Of the 12 mission statements, only one is directly related to schools and that is the ambition to ensure that 90% of students complete primary school by 2030 with the necessary skills in reading, writing and mathematics, and “the percentage of children who meet the expected standard. in the worst performing areas it will have increased by more than a third.”
What is not clear is how ministers define “worst performing areas” and how they intend to track progress to ensure sufficient resources and political attention are devoted to those communities whose future has been compromised by poor performance.
Today’s multi-party report from the Public Accounts Committee, Parliament’s spending watchdog, is a starting point. It outlines a number of concerns about the state of school finances, the level of reserves accumulated by academies outside of LEA jurisdiction, and inadequate support for students with special learning needs.

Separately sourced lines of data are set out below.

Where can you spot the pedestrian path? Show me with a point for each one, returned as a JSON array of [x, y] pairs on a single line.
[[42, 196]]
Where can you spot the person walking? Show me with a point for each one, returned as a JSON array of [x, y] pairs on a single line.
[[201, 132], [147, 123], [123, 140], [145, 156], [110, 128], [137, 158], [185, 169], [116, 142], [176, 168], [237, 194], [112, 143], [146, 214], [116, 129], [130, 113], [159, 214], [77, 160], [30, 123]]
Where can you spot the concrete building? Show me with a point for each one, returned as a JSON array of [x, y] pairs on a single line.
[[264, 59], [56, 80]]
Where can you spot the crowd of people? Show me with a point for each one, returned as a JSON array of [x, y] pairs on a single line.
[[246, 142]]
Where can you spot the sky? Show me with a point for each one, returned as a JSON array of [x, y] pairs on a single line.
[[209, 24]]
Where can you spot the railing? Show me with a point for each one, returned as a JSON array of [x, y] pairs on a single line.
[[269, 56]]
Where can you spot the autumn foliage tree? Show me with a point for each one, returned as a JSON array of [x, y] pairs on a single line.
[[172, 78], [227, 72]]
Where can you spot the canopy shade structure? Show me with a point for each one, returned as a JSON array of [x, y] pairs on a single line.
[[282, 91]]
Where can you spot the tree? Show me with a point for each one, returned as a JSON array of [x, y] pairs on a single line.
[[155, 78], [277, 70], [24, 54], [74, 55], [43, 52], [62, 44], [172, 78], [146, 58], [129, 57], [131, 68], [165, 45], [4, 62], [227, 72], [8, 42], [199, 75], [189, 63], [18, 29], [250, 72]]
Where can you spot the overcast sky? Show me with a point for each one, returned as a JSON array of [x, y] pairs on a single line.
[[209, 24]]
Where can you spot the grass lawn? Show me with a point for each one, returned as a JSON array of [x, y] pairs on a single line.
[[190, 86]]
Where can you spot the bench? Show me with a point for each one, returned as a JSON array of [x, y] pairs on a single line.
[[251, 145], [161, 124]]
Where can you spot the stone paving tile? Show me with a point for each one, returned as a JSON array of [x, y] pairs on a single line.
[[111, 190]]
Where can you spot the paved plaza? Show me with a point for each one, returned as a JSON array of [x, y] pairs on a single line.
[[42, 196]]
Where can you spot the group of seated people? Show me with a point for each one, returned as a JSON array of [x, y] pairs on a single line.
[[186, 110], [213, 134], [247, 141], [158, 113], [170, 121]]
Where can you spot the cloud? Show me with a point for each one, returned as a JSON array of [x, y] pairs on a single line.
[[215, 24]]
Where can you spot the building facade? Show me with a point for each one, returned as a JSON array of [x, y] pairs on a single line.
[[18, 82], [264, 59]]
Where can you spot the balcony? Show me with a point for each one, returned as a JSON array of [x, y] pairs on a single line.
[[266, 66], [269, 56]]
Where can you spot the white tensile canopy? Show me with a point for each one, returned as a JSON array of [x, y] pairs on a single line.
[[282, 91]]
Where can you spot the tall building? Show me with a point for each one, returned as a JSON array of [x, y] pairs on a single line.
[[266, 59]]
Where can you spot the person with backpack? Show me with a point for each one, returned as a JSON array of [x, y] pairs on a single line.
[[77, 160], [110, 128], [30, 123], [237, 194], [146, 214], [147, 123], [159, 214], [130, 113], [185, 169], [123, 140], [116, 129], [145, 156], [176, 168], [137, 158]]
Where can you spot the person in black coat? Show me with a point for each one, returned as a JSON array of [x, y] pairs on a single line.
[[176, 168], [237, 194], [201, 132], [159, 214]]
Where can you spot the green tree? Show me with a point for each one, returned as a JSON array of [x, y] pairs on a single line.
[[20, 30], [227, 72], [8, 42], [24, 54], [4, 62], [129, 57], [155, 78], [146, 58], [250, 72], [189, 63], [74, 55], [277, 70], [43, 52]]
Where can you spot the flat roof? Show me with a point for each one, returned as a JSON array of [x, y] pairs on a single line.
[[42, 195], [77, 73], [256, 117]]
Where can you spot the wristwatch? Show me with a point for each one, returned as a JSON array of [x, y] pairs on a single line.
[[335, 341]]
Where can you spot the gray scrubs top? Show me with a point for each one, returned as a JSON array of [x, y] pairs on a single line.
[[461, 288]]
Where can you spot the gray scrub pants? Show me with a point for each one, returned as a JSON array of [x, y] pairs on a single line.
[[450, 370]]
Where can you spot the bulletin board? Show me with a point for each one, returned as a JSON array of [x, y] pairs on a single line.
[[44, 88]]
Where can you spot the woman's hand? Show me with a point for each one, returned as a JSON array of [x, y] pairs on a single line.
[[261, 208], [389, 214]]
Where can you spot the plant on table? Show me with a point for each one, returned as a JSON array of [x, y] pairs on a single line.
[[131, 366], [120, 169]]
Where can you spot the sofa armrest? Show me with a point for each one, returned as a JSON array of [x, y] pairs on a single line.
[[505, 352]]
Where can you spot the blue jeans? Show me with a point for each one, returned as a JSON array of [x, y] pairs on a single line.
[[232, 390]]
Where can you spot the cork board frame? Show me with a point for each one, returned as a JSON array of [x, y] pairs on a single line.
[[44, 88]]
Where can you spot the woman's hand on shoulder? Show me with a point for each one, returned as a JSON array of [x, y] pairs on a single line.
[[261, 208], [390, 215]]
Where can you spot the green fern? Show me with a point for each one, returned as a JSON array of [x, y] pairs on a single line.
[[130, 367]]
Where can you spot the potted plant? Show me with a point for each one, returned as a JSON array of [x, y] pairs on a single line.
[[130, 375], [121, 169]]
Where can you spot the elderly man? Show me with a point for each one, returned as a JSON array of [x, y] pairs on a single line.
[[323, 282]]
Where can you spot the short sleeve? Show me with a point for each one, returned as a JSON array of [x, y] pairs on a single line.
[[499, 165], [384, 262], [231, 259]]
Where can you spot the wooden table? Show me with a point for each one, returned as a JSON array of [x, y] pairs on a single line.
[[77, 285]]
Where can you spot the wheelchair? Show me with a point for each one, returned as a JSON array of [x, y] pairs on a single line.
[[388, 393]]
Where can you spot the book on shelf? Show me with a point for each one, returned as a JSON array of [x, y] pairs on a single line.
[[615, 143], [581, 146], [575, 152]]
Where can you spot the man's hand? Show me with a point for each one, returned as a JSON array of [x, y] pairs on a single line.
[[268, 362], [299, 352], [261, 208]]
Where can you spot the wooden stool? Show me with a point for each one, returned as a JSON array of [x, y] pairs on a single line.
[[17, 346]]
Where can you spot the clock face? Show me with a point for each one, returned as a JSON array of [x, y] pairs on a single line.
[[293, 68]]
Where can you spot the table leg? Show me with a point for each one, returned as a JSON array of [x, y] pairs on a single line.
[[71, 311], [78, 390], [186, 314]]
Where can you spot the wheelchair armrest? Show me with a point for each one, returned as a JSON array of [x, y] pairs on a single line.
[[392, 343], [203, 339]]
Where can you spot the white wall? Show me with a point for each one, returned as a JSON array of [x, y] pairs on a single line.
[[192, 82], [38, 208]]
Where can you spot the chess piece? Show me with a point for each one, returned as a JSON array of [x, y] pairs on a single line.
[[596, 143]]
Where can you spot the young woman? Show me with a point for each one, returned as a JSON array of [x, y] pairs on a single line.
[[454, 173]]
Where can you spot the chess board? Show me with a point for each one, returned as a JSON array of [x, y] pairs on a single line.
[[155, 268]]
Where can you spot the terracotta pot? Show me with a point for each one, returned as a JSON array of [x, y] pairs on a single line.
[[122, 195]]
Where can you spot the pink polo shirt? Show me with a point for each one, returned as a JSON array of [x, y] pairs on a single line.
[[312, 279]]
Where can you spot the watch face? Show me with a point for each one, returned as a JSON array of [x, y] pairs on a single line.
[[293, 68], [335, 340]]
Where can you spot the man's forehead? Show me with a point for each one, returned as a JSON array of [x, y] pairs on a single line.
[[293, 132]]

However, given the dilapidated state of local government budgets and the huge disparities in the financial strategies pursued by the academies, now is the time to conduct an audit of the budgets of all schools to determine the current state and, more importantly, where resources should be directed in the future. to fulfill, at least, the main mission of leveling up.
Because, if the current ad hoc approach is allowed to continue on top of the Treasury refusing to support the £15bn scheme set out by government adviser Sir Kevan Collins to help students catch up on lessons lost during the pandemic, then the term ‘leveling up’, already ridiculed by many, becomes even more nebulous.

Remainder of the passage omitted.